#携程0830后端笔试

1.奇变偶

def judge(x):
    cur=list(x)
    n=len(cur)
    flag=False
    for i in range(n-1):
        if cur[i] in '02468':
            cur[i],cur[n-1]=cur[n-1],cur[i]
            flag=True
            break
    if not flag:
        return -1
    else:
        cur=''.join(cur)
        return int(cur)


q = int(input())
for i in range(q):
    x = input()
    if int(x) % 2 == 0:
        print(int(x))
    else:
        res = judge(x)
        print(res)

2.给定字符串计算拼接的最大得分，'you'->score: 2, 'oo'->score:1

q=int(input())
for i in range(q):
    a,b,c=list(map(int,input().split()))
    yc=min(a,b,c)
    oc=b-yc
    if oc>=1:
        print(2*yc+oc-1)
    else:
        print(2*yc)

3.rgb三色树，求满足条件的切割边的数量

思路：并查集

class UF:
    def __init__(self,n):
        self.parent={}
        self.size={}
        self.count=0
        for i in range(1,n+1):
            self.parent[i]=i
            self.size[i]=1
            self.count+=1

    def find(self,x):
        while(x!=self.parent[x]):
            x=self.parent[x]
        return x

    #将x纳入y
    def union(self,x,y):
        rootx=self.find(x)
        rooty=self.find(y)
        if rootx==rooty:
            return
        self.parent[rootx]=rooty
        self.size[rooty]+=self.size[rootx]
        self.count-=1

    def connected(self,x,y):
        if self.find(x)==self.find(y):
            return True
        else:
            return False

if __name__=='__main__':
    # 一一列举
    # 判断去掉edges[i]后，是否满足要求
    def judge(edges, i):
        uf = UF(n)
        x, y = edges[i]
        for j in range(n - 1):
            if j != i:
                uf.union(edges[j][0], edges[j][1])
        rootx = uf.find(x)
        rooty = uf.find(y)
        if uf.size[rootx] < 3 or uf.size[rooty] < 3:
            return False
        else:
            list1=[]
            list2=[]
            for i in range(1,n+1):
                if uf.connected(i,x):
                    list1.append(nums[i-1])
                else:
                    list2.append(nums[i-1])
            for c in 'rgb':
                if c not in list1:
                    return False
                if c not in list2:
                    return False
            return True

    n = int(input())
    nums = input()

    # 去掉一条边后，两部分的结点数量都要大于2
    edges=[]
    for i in range(n - 1):
        i, j = list(map(int, input().split()))
        edges.append([i,j])

    res=0
    for i in range(n - 1):
        if judge(edges, i):
            res+=1
    print(res)

4.平滑数列

思路：修改平滑值对应的左端点或右端点，然后更新平滑值。
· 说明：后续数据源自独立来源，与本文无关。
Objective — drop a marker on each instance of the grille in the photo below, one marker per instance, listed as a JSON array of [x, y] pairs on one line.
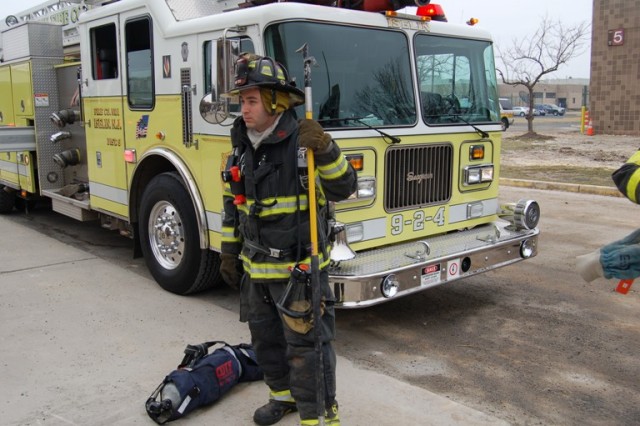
[[417, 176]]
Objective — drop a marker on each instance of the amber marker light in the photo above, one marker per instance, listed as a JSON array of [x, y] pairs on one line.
[[130, 156], [476, 152], [356, 161]]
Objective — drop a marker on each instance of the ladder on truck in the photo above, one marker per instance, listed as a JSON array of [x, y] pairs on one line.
[[61, 12]]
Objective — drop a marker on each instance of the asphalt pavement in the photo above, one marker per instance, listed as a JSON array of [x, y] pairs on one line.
[[86, 341]]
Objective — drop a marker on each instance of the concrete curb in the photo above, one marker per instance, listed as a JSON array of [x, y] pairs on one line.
[[567, 187]]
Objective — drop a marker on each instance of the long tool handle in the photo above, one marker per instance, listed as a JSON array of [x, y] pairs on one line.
[[316, 293]]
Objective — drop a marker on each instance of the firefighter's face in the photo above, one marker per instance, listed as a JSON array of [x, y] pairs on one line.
[[253, 111]]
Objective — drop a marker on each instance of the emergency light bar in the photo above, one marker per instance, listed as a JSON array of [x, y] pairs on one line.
[[433, 11]]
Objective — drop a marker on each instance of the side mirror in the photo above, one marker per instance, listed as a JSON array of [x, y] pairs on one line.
[[213, 111]]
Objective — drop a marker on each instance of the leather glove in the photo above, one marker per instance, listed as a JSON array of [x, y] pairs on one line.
[[620, 260], [589, 266], [312, 136], [229, 268]]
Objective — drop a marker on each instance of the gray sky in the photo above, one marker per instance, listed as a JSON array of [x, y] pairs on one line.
[[505, 19]]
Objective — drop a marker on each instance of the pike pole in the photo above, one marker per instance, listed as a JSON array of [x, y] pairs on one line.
[[316, 293]]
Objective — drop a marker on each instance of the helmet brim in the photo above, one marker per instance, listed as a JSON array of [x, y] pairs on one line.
[[296, 96]]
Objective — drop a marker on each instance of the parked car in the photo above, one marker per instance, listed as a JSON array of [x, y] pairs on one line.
[[520, 111], [539, 110], [553, 109], [506, 118]]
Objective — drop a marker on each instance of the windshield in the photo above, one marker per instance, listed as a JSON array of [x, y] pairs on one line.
[[362, 77], [457, 80]]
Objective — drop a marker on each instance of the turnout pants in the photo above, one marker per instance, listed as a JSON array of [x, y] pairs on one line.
[[287, 358]]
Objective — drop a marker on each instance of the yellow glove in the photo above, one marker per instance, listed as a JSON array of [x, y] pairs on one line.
[[312, 136]]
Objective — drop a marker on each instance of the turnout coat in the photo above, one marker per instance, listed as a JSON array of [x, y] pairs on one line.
[[270, 231]]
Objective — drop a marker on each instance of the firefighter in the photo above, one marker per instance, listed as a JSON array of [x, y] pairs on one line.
[[619, 259], [266, 225], [627, 178]]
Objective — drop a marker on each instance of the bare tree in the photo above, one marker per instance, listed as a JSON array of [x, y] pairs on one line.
[[531, 58]]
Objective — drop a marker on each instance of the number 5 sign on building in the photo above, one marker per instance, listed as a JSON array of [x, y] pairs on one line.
[[616, 37]]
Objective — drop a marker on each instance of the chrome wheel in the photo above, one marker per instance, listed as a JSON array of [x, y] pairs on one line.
[[166, 235]]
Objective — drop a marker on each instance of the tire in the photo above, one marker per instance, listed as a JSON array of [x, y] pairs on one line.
[[169, 238], [7, 200]]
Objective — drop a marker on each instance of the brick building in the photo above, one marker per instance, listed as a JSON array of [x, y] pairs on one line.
[[615, 67]]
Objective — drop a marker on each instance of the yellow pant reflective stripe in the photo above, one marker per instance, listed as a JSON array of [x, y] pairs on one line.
[[635, 158], [632, 185], [334, 170], [282, 396]]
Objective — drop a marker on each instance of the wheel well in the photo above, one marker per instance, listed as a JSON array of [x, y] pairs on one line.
[[147, 170]]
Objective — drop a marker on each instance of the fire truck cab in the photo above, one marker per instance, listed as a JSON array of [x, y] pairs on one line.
[[114, 113]]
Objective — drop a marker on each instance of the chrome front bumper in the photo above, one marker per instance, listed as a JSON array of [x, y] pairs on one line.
[[426, 263]]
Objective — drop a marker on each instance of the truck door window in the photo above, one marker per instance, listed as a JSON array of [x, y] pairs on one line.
[[104, 53], [140, 85], [240, 44]]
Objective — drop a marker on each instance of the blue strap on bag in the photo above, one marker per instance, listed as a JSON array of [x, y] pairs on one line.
[[201, 379]]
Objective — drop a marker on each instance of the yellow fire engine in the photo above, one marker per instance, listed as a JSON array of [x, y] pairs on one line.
[[112, 110]]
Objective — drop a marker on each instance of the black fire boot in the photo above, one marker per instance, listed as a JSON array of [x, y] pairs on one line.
[[272, 412]]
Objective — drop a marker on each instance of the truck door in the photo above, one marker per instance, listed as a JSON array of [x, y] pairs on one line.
[[103, 116]]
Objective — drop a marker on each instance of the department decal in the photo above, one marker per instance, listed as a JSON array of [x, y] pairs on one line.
[[141, 127], [166, 66]]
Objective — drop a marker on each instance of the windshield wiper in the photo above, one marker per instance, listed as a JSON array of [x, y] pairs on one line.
[[394, 139], [477, 129]]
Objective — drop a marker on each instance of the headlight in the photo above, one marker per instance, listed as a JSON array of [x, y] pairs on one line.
[[478, 174], [525, 214], [390, 285], [527, 248]]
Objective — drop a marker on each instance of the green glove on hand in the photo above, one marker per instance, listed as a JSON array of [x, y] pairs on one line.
[[312, 136], [620, 261], [229, 268]]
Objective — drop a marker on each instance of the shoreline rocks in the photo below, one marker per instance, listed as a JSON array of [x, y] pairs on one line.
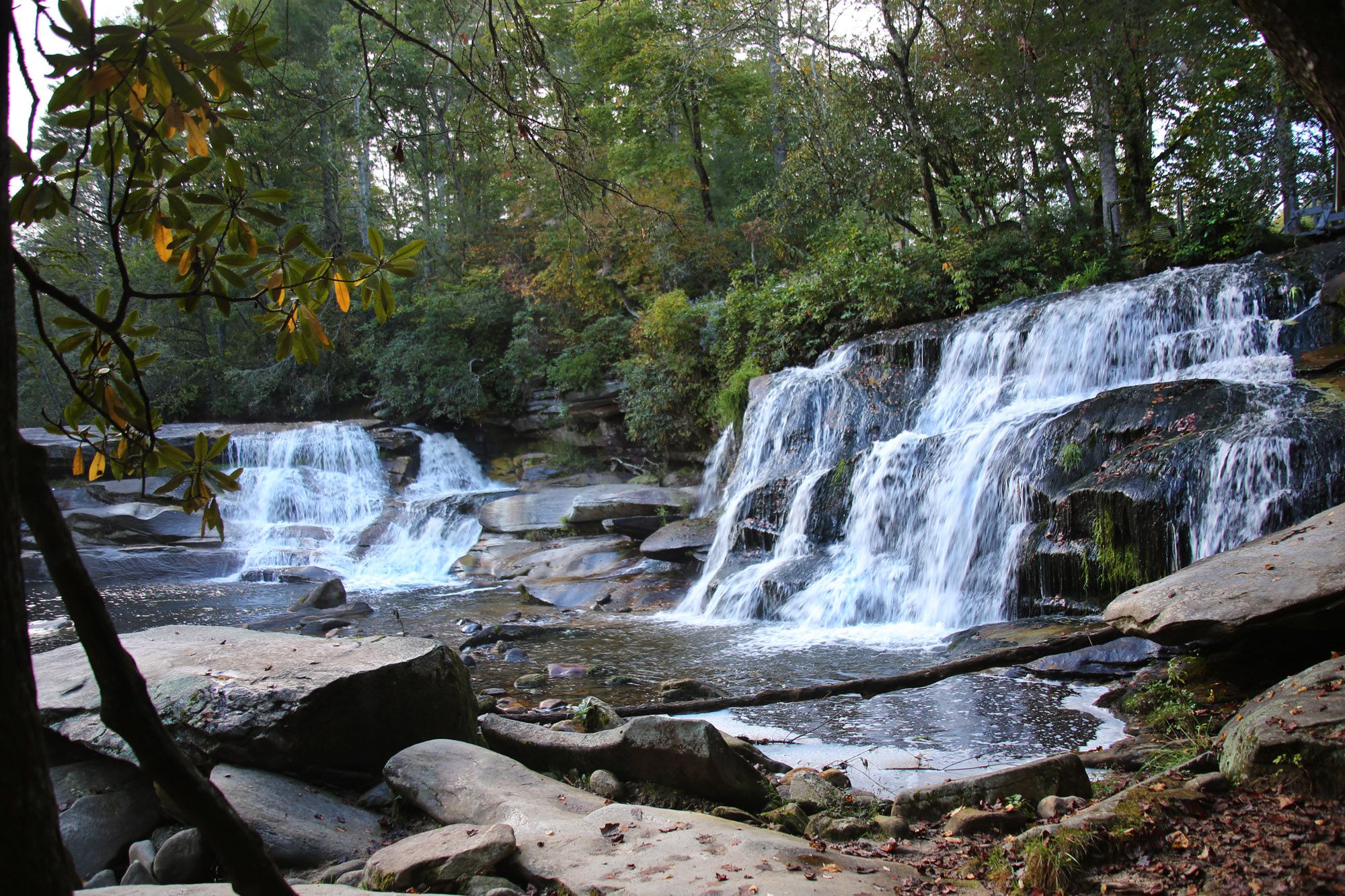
[[271, 700]]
断点位于中间时，修改端点会影响两个差值；端点位于两侧时，修改端点仅影响一个差值。

#返回平滑值及其对应原数组中的右端点
def getMax(nums):
    maxv=-1
    n=len(nums)
    for i in range(1,n):
        cur=abs(nums[i]-nums[i-1])
        if cur>maxv:
            maxv=cur
            ridx=i
    return maxv,ridx

if __name__=='__main__':
    n=int(input())
    nums=list(map(int,input().split()))
    # 平滑值为nums[idx],nums[idx-1]差的绝对值
    maxv,idx=getMax(nums)
    # 修改平滑值的前一个数或后一个数
    #修改平滑值的左端点，即nums[idx-1]
    tmp=nums[idx-1]
    if idx==1:
        nums[idx-1]=nums[idx]
    else:
        nums[idx-1]=(nums[idx-2]+nums[idx])//2
    curmv, _ = getMax(nums)
    maxv=min(maxv,curmv)
    nums[idx-1]=tmp

    # 修改平滑值的右端点,即nums[idx]
    if idx==n-1:
        nums[idx]=nums[idx-1]
    else:
        nums[idx]=(nums[idx-1]+nums[idx+1])//2
    curmv,_=getMax(nums)
    maxv=min(maxv,curmv)
    print(maxv)

#携程笔试##携程#